Before I even heard him move he had come off the wall and slammed both hands down on the table beside me, his face inches from mine. I flinched harder than I meant to. “You’re lying to me, Miss Madison. Do you honestly not realize how bloody obvious that is? You know something important, something that could blow this case wide open, and you’re hiding it. That’s obstruction. It’s a crime. It can land you in jail.”

 

I jerked my head back, shoved my chair away from him. “You’re going to arrest me? For what? Jesus, I’m the one who got hurt here! If I just want to forget all about it—”

 

“If you want to get yourself stabbed every day of the week and twice on Sunday, I don’t give a flying fuck. But when you waste my time and my officers’ time, that’s my business. Do you know how many people have been working this case for the past month, Miss Madison? Do you have the faintest clue how much time and energy and money we’ve put into this? There’s not a chance I’m going to let all that go down the toilet because some spoiled little girl is too wrapped up in her friends to give a fuck about anything or anyone else. Not a chance in hell.”

 

He wasn’t faking. His face thrust hard up to mine, the hot blue sizzle in his eyes: he was raging and he meant every word, to me, to Lexie, probably even he didn’t know which.
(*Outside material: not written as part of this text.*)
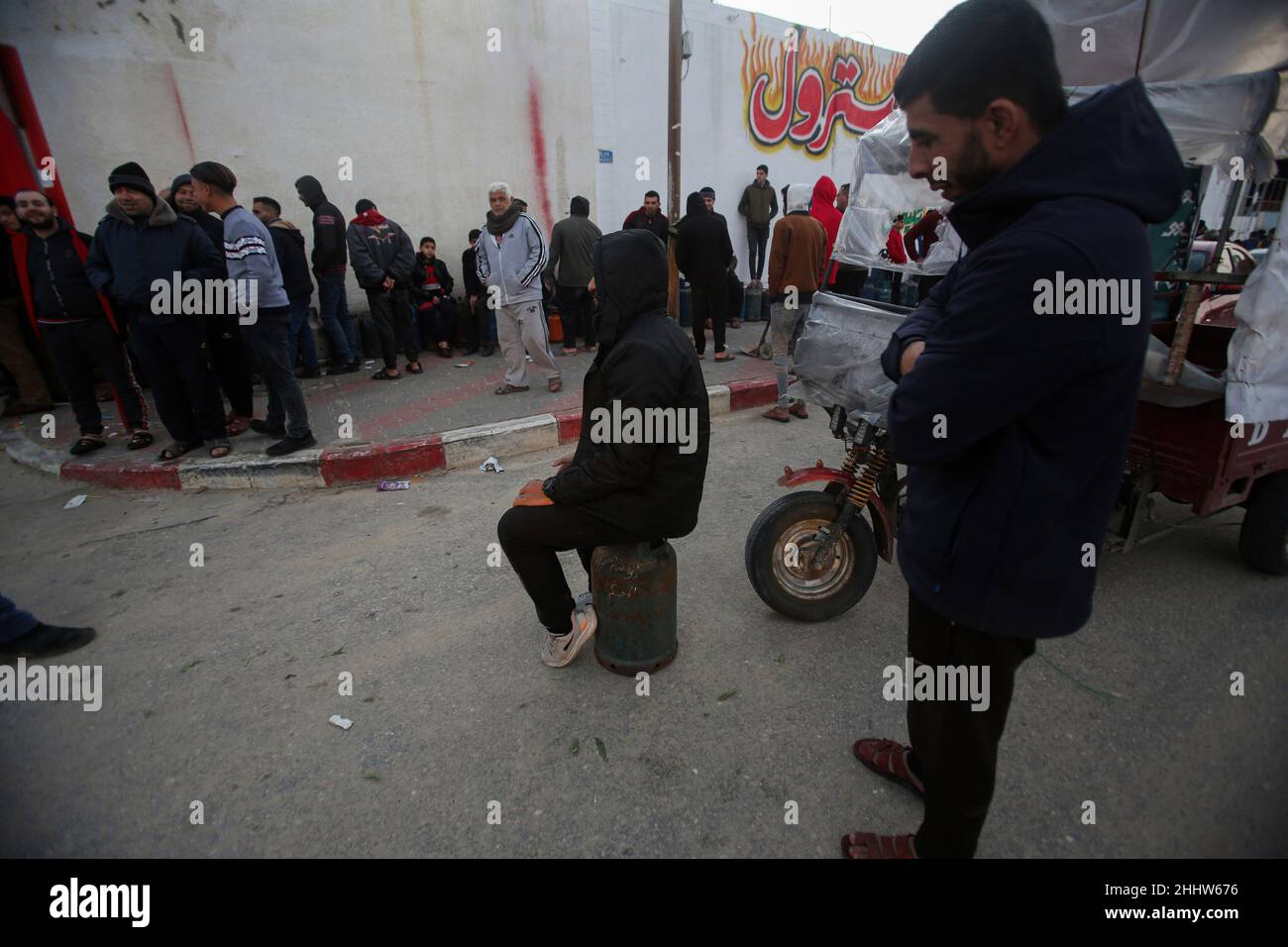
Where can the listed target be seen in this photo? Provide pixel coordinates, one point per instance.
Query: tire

This girl: she bent reality around her like a lens bending light, she pleated it into so many flickering layers that you could never tell which one you were looking at, the longer you stared the dizzier you got. “I’m going to break this case,” Frank said. “I don’t care how long it takes: the person who did this is going down. And if you don’t pull your head out of your arse and realize how important this is, if you keep playing stupid little games with me, you’re going down right alongside him. Is that clear?”

 

“Get out of my face,” I said. My forearm was up between us, blocking him. In that second I realized that my fist was clenched and that I was as angry as he was.

 

“Who stabbed you, Miss Madison? Can you look me in the eye and tell me you don’t know? Let’s see you do it. Tell me you don’t know. Come on.”

 

“Fuck that. I don’t have to prove anything to you. I remember running, and blood on my hands, and you can do whatever you want with that. Now leave me alone.” I slumped down in my chair, shoved my hands in my pockets and stared at the wall in front of me.

 

I felt Frank’s eyes on the side of my face, his fast breathing, for a long time. “Right,” he said, at last. He eased back slowly, away from the table. “We’ll leave it at that, then. For now.” And he left.

 

It was a long time before he came back—another hour, maybe, I’d stopped watching the clock. I picked up the Biro bits, one by one, and arranged them in pretty patterns on the edge of the table.